Serko raised $8.1 million from institutional and existing investors at 84 cents apiece in late 2015 to help fund a marketing push and product launch, having previously signalled it didn't plan to go back to the market after its June 2014 initial public offering.

The software developer trimmed its cash burn, with an operating cash outflow of $1.6 million in the year compared to $4.5 million a year earlier, and after investing and finance activity, left it with cash on hand of $4.5 million, ahead of the forecast $3 million-to-$4 million.

Botherway said the cash balance will likely drop below $4 million in the first half of the current financial year due to staff performance incentive payments and annual prepayments, "however we have sufficient cash to fund both our current level of activity and anticipated growth", and the financial statements note the level of cash reserves give "sufficient level of headroom to help support the business for at least the next 12 months".

Chief executive Darrin Grafton, who owns about 19.5 percent of the company, said management achieved "good progress" in growing Serko's customer base, boosting the average revenue per booking, and rolling out new technology.

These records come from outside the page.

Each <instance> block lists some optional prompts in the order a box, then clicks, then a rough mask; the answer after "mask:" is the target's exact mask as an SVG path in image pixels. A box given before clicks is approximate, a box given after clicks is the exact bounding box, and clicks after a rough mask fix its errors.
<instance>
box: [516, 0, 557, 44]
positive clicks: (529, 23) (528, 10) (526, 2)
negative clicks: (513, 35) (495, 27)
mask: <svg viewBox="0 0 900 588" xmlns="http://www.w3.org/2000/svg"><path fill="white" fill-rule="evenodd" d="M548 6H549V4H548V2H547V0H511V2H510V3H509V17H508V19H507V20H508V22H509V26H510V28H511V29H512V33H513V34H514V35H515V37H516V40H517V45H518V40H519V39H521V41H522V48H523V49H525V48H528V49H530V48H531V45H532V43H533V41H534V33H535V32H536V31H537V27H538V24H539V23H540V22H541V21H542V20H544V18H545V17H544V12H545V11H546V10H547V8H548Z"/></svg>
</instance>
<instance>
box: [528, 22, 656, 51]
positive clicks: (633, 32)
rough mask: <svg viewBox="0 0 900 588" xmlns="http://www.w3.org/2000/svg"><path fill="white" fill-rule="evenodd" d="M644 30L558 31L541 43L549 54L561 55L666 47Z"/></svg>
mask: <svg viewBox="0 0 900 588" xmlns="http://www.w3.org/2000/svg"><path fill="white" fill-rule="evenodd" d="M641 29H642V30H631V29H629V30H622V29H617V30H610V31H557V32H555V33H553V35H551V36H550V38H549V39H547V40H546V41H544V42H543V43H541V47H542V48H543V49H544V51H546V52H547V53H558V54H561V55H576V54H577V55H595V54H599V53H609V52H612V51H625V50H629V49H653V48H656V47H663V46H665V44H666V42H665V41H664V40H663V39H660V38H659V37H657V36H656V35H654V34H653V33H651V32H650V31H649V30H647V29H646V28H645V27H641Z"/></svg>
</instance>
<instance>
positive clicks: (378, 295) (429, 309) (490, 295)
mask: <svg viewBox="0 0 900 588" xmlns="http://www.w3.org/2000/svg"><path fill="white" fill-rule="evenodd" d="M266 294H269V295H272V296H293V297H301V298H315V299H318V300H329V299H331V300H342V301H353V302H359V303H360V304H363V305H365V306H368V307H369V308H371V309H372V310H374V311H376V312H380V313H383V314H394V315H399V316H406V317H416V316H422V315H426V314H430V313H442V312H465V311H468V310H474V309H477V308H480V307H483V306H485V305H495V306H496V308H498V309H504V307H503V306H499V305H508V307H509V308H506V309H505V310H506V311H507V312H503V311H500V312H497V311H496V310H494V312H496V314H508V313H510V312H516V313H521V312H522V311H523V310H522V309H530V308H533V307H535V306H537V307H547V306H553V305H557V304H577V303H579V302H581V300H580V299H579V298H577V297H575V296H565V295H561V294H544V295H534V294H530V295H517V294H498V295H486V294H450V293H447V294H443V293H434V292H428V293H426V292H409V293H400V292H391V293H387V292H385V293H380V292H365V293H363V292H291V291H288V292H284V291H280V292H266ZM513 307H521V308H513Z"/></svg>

"With our Australasian corporate travel business now firmly established, we are looking to drive uptake on the small business platform, serko.travel, and expand into new markets through strategic partnerships," he said.

Serko scaled back spending on research and development in the 2017 year to $5.8 million from $6.3 million in 2016, and received government grant income of $1.1 million in the 12 months ended March 31, down from $1.3 million a year earlier. Its R&D grant from Callaghan Innovation was extended by $2 million over the next two years, adding to the $4.2 million, three-year R&D subsidy it was awarded in 2014.

(BusinessDesk receives assistance from Callaghan Innovation to cover the commercialisation of innovation.)